Backtest: Preprocessing





Kerry Back

Filter

  • We might want to drop stocks with prices below some threshold (“drop penny stocks”).
  • We might want to drop stocks of certain sizes.
    • Maybe fewer opportunities in large caps?
    • Maybe drop microcaps because they’re harder to trade?

Deal with missing data

  • We need to have valid data for all featurews in each observation.
  • Can drop NaNs.
  • Or can fill NaNs.
    • Maybe use median or mean for the feature in that time period.
    • Or median or mean for the feature for that industry in that time period.

Transform cross-sections

  • Rather than pooling across dates and scaling/transforming, it is probably better in our application to scale/transform each cross-section independently.
  • We can group by date and apply transformations to the groupby object.
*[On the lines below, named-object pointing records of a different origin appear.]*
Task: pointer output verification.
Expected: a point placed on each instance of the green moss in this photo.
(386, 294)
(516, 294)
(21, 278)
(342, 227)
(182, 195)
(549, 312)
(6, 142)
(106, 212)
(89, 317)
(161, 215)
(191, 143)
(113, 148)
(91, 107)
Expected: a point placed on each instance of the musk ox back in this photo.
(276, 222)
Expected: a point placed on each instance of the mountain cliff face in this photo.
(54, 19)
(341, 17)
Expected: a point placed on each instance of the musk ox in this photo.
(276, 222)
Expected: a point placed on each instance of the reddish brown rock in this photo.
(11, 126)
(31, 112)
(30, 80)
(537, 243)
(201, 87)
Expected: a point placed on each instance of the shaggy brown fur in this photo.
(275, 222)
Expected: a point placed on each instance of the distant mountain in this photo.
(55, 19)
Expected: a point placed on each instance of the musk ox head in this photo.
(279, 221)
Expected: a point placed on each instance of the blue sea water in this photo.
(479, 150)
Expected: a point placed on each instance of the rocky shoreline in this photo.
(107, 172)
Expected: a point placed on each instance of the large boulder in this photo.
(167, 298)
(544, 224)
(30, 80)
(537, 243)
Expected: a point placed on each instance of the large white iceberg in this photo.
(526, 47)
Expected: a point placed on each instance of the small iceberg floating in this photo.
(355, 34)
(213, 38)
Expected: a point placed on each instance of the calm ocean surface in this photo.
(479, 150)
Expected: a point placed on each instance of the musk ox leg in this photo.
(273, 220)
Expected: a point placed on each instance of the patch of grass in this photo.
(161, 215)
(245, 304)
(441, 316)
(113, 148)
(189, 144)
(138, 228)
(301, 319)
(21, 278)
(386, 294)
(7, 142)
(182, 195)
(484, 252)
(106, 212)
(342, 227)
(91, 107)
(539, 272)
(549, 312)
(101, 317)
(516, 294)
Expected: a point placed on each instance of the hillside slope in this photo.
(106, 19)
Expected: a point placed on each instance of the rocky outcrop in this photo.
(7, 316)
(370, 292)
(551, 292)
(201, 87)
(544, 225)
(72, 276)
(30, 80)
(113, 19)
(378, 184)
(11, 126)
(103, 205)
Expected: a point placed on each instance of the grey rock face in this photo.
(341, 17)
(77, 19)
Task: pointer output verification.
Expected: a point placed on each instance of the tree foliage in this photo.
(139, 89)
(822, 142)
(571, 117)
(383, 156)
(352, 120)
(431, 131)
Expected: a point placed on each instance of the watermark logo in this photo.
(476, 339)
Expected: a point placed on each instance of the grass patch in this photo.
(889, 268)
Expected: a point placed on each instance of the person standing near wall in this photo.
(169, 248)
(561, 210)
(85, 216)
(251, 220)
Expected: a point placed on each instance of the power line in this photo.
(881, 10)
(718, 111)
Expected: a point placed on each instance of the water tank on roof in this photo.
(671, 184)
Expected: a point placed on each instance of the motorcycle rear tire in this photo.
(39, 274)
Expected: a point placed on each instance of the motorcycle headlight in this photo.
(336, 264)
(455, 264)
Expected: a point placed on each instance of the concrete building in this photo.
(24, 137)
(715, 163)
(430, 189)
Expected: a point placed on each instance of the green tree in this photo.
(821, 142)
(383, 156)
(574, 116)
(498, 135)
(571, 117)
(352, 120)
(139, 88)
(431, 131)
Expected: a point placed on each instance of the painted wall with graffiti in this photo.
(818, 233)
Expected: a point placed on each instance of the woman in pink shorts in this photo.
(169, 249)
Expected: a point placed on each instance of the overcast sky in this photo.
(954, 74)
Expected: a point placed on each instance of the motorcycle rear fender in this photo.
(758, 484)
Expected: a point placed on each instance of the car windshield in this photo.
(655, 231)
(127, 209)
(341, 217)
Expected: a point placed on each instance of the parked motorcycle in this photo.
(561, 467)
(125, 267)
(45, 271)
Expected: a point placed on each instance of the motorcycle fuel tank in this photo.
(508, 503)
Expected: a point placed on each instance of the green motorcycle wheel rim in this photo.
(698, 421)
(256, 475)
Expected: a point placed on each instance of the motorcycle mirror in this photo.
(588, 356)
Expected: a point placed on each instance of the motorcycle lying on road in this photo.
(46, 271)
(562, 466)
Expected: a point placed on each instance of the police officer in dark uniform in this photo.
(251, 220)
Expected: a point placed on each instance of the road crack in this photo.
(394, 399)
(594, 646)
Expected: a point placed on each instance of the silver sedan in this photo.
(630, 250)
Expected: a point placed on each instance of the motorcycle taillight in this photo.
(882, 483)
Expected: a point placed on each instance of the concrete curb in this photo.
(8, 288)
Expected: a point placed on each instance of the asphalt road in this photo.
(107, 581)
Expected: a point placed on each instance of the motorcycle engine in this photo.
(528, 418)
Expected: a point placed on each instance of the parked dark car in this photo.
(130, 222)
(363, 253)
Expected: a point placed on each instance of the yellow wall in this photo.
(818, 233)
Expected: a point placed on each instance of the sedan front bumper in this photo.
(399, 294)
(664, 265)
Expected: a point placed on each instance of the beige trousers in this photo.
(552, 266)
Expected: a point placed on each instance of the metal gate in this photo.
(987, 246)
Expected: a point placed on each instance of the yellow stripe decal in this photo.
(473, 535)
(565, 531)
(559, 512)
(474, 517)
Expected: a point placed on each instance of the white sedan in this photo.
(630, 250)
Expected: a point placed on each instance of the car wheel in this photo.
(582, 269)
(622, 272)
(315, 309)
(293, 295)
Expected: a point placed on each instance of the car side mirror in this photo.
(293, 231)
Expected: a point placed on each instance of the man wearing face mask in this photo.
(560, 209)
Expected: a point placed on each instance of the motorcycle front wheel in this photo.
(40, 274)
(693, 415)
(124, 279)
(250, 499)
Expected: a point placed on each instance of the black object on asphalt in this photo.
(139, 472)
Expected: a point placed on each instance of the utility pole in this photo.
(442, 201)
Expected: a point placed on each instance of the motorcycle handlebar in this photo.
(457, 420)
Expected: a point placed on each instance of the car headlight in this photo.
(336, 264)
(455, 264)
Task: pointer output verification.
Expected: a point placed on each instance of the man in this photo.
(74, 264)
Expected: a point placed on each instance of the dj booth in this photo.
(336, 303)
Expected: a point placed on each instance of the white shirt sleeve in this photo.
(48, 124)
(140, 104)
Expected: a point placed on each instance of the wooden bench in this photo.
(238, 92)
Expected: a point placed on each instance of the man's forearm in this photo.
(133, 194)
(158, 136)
  • Let’s look at an example: QuantileTransformer.
  • Quantile transformer maps quantiles of the sample distribution to quantiles of a target distribution (uniform or normal).
  • So, the transformed data has the target distribution.

from sklearn.preprocessing import QuantileTransformer
qt = QuantileTransformer(output_distribution="normal")

grouped = df.groupby("date", group_keys=False)

df[features+["ret"]] = grouped[feature+["ret"]].apply(
  lambda d: 
    pd.DataFrame(
      qt.fit_transform(d),
      columns=d.columns,
      index=d.index
    )     
)

Industries

  • Industry membership can be used in various ways.
  • One example is adding industry dummy variables as features.
  • There are various ways to define industries, most of which are based on SIC codes.
  • We’ll look at the example of the Fama-French 12 industry classification.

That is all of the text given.